吉田靖監督は「負けていたので、5人交代出来るからドンドンフレッシュな選手を使って行こうと思った。猶本もだいぶ練習にも加わってきて、コンディションは戻っていないが彼女の力と遠藤の前の突破で点を獲るために代えた」と話した。
後半、立ち上がりから主導権を握ったのは浦和であった。48分には、栗島選手がドリブルで持ち上がり遠藤選手へ、遠藤選手の横パスに猶本選手が思いっ切り良くミドルシュートを狙って行ったが、身体を張った日テレのDFにブロックされてしまった。
猶本選手は「前半、観ていて点が入る雰囲気が無かった。失点は1点で抑えているので、私が入ったら攻撃に違いを生み出そうと思った。前のポジションを取ることで、センターバックの前で3対2が出来るのでチャンスだと思った」とゴール前で数的優位を作ることをイメージしていた。そして「DFに当たったシュート!もう一枚交わしても良かった。それか、0.5秒ぐらい早く撃てれば良かった」と話した。
浦和が良い流れを掴んでいた矢先の53分、籾木選手にゴールを決められ0-2。58分には、長谷川選手の強烈なミドルシュートが決まり0-3。中盤を日テレに支配されてしまい、浦和はDFラインの押し上げが出来ず、クリアーをしてもセカンドボールが拾えずに立て続けに失点をしてしまった。
乗松選手は「点を獲りにいくしか無かったので、光さん(猶本選手)もナガフウ(長野風花選手)も前に行くタイプのボランチだから、そこはサイドバックによりリスク管理を気をつけようと話していた。運動量が落ちて来て、4DFの横の間が空いてきて、自分たちの前のスペースの人を掴み切れなかったのが相手の攻撃に繋がってしまった」と悔しさを噛み締めて話した。

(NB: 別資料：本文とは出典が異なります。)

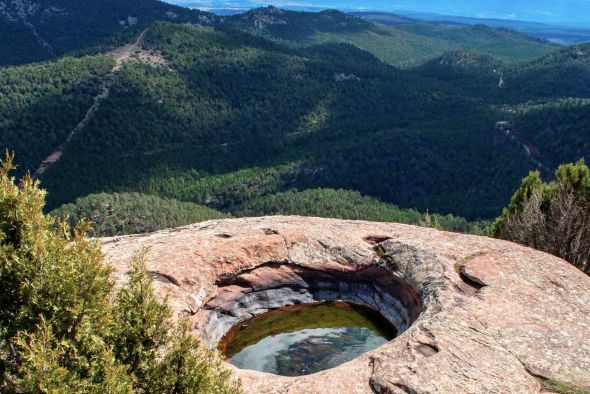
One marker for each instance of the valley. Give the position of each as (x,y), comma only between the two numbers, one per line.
(237,113)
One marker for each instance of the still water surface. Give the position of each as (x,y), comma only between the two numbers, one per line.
(304,339)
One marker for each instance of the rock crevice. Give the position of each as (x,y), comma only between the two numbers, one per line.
(476,314)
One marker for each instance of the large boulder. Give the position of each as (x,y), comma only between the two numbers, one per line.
(488,315)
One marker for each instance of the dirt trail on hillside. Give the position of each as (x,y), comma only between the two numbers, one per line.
(121,55)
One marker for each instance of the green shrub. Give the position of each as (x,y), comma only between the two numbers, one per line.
(553,217)
(58,330)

3点のビハインドを負った浦和は、62分に白木星選手に代えて山守杏奈選手を投入し攻撃を活性化するが、浦和のリズムが生まれなかった。
83分には、有吉佐織選手のクロスをファーサイドの北川選手がクリアー仕切れずに走り込んだ籾木選手に駄目押しの4点目を決められてしまった。
後藤三知選手は「相手に押し込まれる中で、ボールを奪って早い攻めが出来たときに少しチャンスが出来たが、自分たちがボールを保持しながら攻撃をする時間帯が90分通して多く作れず、ゴール前で決定的なプレーをさせてしまった。結果、4失点」と試合を振り返った。
浦和は、女の意地を見せて1点でも返そうと90分には加藤千佳選手に代えて臼井理恵選手を投入。最後の笛が鳴るまで、打開策を模索しながらゴールを目指すも力及ばず0-4の大差で日テレに敗れ、準決勝で敗退することとなってしまった。